US regulators have laid formal fraud charges against former Western Asset Management (WAMCO) co chief investment officer, Ken Leech.
Both the Securities and Exchange Commission and the United States Attorney for the Southern District of New York are pursuing Leech through separate legal channels over sweetheart trading deals at the global fixed income powerhouse during a two-year period.
According to the criminal indictment unveiled in a New York court last week, the alleged fraud “victims included institutional and retail investors who trusted Leech to manage their savings and pension plans”.
“Over the course of his criminal scheme, Leech allocated trades with net first-day gains of at least approximately $600 million to his favored strategy and clients, and allocated trades with net first-day losses of at least approximately $600 million to clients to whom he owed an equal fiduciary duty,” the indictment says.
Using a practice known as ‘cherry-picking’ the former WAMCO star assigned winning first-day trades to the Macro Opportunities strategy while shifting the duds to two Core funds he also oversaw.
“Leech’s pattern of biased allocation was steady over the period relevant to this Indictment,” the release says. “In each of the 34 months between the beginning of 2021 and October 2023, the U.S. Treasury futures and options trades allocated specifically to Macro Opps had a net first-day gain.
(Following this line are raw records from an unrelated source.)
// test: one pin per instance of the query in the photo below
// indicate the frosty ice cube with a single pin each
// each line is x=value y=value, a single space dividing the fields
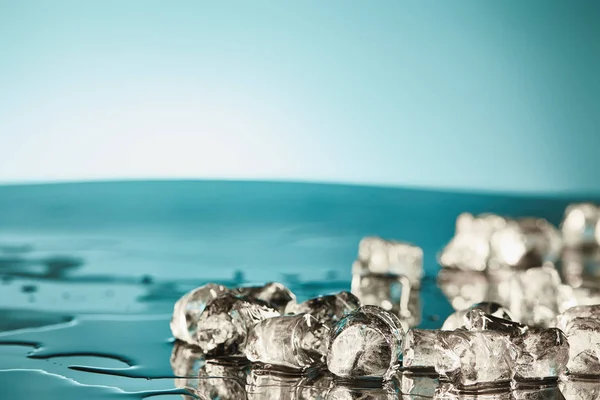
x=457 y=319
x=293 y=341
x=274 y=294
x=225 y=322
x=389 y=257
x=418 y=349
x=222 y=379
x=592 y=311
x=463 y=288
x=472 y=360
x=542 y=354
x=326 y=309
x=584 y=341
x=469 y=249
x=579 y=225
x=188 y=308
x=526 y=242
x=365 y=343
x=478 y=320
x=390 y=292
By contrast, over that same period, the U.S. Treasury futures and options trades that Leech allocated specifically to the Core Strategies had net first-day losses in all months except two.”
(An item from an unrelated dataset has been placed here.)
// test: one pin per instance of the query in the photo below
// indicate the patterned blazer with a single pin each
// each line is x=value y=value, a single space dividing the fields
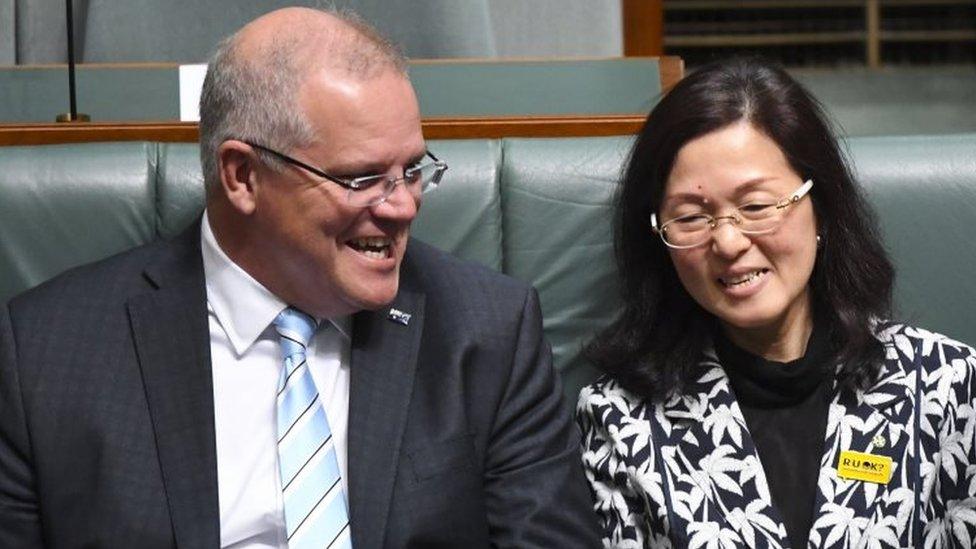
x=685 y=473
Where Leech did not influence the trades, and in particular after WAMCO relieved him of control of the Core strategies in October 2023, the Macro Opportunities fund “stopped having a consistent, pronounced bias toward first-day gain”, the indictment says.
Leech, who stepped down from WAMCO this August, faces a raft of criminal fraud charges under investment adviser, securities and commodities legislation as well as one count of making a false statement – each of which carries a maximum sentence of between five and 20 years in jail.
At the same time, the SEC has filed a civil case against Leech seeking “permanent and conduct-based injunctions, an officer-and-director bar, disgorgement, prejudgment interest, civil penalties, and other relief”.
Investors have pulled more than US$50 billion from WAMCO – a Franklin Templeton affiliate manager – since the scandal broke earlier this year, losing a number of institutional mandates such as long-standing allocations by Russell Investments in several global bond funds. The multi-manager is expected to name a WAMCO replacement shortly.
Russell also uses WAMCO as one of two underlying managers in the NZ fixed interest fund.
Franklin Templeton has since moved to integrate the bond manager “into its larger operations”, US media reported mid-November.